翌日30日には社説でも「ウラニウム原子爆弾」の語句がある。当時は小規模だが東京でも空襲が始まっている。その備えを説くなかでリスボン外電による原爆の噂に言及したのである。
原爆以外にありえない被害
第2は、広島の被害から原爆投下との判断に至ることである。当時でもそれが自然な結論であった。
爆弾1発の攻撃であることは判明していた。攻撃規模は3機でありうち1機が1発のみを投下した。これについては東京に報告されている。だから翌日の大本営発表でも攻撃は「B29少数機」としている。
それでいて、都市壊滅の大被害も当日の早い段階で推測できた。まず中央部の通信が途絶した。広島の中心部にはいくつかの重要機関があった。陸軍の第二総軍や中国軍管区、59軍司令部、政府の中部地方総監府がある。当然ながら県庁もあった。本来ならそれら組織から空襲被害の報告があるべきだが、それが来なかった。

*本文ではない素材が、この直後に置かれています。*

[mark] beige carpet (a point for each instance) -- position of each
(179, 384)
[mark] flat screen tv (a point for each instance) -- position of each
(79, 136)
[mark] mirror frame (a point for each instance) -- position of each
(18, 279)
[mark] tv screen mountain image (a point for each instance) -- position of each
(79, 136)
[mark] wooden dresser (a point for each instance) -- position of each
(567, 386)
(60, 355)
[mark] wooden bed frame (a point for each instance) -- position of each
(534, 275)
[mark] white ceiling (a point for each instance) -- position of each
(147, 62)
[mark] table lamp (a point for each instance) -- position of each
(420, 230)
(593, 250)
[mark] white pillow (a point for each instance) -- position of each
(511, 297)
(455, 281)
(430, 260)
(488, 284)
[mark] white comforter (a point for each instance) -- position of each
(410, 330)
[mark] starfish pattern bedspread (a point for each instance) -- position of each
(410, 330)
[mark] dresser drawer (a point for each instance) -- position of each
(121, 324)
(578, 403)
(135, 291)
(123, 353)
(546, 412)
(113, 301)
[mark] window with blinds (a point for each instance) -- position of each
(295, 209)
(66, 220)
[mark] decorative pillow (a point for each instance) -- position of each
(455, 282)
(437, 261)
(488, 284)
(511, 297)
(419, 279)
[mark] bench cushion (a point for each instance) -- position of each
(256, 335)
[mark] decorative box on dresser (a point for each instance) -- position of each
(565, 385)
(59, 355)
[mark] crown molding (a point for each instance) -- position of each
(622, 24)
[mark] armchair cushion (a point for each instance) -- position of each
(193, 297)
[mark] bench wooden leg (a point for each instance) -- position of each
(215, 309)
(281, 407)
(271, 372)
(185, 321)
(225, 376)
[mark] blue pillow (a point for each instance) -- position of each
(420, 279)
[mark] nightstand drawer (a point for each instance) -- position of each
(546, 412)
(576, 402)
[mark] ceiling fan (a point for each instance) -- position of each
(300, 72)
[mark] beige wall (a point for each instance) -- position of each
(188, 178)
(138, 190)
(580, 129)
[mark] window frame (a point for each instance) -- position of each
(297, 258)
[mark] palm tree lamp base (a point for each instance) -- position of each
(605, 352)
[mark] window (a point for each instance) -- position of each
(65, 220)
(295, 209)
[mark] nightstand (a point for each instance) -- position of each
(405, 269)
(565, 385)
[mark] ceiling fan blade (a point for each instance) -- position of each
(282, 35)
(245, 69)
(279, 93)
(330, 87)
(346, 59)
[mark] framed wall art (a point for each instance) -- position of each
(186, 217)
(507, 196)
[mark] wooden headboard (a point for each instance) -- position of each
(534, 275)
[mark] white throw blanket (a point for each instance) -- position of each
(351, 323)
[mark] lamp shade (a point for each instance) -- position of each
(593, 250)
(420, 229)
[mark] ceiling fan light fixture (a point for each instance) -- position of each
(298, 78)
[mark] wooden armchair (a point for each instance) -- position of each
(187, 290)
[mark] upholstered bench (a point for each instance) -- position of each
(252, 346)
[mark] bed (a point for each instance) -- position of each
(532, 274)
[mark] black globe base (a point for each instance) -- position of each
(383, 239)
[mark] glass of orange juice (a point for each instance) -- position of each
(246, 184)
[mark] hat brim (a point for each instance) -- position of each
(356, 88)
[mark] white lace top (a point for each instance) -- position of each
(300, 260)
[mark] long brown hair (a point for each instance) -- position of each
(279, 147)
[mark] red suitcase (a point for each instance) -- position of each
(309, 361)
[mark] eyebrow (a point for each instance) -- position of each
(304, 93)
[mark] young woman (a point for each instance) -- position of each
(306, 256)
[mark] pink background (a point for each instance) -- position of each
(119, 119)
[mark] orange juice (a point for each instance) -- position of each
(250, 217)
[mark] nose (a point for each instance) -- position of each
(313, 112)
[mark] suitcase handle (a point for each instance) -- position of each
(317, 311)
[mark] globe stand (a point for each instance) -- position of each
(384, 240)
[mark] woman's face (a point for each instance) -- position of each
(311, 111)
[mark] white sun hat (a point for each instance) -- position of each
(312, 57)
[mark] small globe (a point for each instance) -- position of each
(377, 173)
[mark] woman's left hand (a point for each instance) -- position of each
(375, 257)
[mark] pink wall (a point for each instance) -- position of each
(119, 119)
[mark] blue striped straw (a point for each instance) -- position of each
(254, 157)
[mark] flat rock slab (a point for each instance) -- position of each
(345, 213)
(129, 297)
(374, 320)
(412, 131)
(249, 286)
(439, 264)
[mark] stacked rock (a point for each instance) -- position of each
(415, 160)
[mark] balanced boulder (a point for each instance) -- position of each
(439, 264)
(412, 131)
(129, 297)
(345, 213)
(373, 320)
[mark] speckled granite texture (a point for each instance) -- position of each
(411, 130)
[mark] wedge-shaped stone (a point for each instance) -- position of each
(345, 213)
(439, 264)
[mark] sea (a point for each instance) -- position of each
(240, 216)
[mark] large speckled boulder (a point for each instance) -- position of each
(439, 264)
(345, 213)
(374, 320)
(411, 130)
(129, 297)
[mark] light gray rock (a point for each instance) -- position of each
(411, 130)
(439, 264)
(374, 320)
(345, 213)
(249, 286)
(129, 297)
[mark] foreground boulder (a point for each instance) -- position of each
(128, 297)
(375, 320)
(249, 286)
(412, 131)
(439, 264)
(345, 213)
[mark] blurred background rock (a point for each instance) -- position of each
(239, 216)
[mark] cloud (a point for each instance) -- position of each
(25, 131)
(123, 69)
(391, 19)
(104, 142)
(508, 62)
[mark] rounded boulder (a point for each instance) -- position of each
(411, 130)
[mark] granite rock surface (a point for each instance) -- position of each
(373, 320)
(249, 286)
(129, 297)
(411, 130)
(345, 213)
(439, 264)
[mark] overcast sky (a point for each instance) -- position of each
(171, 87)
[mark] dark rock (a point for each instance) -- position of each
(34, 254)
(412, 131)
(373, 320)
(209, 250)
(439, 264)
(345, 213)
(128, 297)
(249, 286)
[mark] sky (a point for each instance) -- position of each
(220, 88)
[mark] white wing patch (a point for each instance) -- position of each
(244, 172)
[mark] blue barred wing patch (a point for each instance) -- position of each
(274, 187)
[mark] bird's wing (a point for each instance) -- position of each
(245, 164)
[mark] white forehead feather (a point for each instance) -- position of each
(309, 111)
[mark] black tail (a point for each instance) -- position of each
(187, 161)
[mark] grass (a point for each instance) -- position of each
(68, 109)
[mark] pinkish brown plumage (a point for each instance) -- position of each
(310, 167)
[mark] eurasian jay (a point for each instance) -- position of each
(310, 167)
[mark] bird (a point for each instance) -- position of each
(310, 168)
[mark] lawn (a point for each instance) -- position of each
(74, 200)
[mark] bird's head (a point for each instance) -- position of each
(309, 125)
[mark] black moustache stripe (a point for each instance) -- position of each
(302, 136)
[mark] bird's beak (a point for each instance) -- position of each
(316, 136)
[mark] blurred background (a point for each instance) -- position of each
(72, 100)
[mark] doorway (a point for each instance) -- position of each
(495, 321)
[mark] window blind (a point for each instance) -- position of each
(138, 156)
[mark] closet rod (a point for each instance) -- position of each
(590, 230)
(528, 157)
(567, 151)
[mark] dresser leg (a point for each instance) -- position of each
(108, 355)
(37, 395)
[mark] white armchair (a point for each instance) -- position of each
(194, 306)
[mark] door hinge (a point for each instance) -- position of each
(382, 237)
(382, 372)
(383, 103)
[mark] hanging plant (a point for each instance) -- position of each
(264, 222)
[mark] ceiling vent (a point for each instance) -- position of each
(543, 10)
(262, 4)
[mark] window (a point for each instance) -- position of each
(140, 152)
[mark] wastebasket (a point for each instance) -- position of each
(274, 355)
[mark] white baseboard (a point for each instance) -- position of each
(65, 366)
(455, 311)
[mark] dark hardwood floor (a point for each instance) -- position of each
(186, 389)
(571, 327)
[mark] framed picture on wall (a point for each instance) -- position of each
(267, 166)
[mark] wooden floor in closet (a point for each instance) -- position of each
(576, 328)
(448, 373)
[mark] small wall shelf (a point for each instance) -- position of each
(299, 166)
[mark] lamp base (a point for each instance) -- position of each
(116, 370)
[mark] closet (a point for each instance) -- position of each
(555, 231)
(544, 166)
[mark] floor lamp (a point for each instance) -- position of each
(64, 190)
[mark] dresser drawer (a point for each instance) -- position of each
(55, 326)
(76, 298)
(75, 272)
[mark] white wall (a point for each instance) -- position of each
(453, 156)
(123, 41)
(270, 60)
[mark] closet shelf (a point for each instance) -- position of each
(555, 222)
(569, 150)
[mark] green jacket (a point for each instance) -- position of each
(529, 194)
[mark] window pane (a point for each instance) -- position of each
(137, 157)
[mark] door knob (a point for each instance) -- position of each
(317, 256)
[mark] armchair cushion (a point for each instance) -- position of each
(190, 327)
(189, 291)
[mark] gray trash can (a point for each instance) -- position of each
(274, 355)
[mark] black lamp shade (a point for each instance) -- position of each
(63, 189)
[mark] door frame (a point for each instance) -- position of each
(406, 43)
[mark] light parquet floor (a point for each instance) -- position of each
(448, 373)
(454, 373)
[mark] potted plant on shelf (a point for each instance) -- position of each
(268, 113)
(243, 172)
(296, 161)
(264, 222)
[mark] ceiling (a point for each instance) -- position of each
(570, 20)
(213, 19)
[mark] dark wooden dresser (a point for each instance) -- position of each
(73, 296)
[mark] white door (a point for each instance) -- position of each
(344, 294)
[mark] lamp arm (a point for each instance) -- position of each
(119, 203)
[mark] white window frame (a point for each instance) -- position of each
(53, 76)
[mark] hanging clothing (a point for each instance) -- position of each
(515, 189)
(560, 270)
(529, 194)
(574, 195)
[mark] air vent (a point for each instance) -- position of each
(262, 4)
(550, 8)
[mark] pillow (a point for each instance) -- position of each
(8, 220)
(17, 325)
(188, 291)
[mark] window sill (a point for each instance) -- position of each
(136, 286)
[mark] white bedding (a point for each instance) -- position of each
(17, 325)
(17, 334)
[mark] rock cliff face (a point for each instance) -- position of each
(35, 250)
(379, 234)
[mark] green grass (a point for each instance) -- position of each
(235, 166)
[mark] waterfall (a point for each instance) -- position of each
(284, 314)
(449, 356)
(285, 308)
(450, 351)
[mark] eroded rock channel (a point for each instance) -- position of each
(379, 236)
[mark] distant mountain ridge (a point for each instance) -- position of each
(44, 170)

代わりに周辺部から「破滅的な被害を受けた」旨の報告が来た。陸軍は広島市南端の宇品(うじな)にあった船舶司令部、海軍はさらに離れた呉(くれ)鎮守府からその報告が上がっている。県庁からの報告に関しては証言により異なるが、第一報は海田市(かいたいち)警察署ないし三次(みよし)警察署から上がったとされている。
それからすれば「広島中枢部は壊滅した」との結論に至るのである。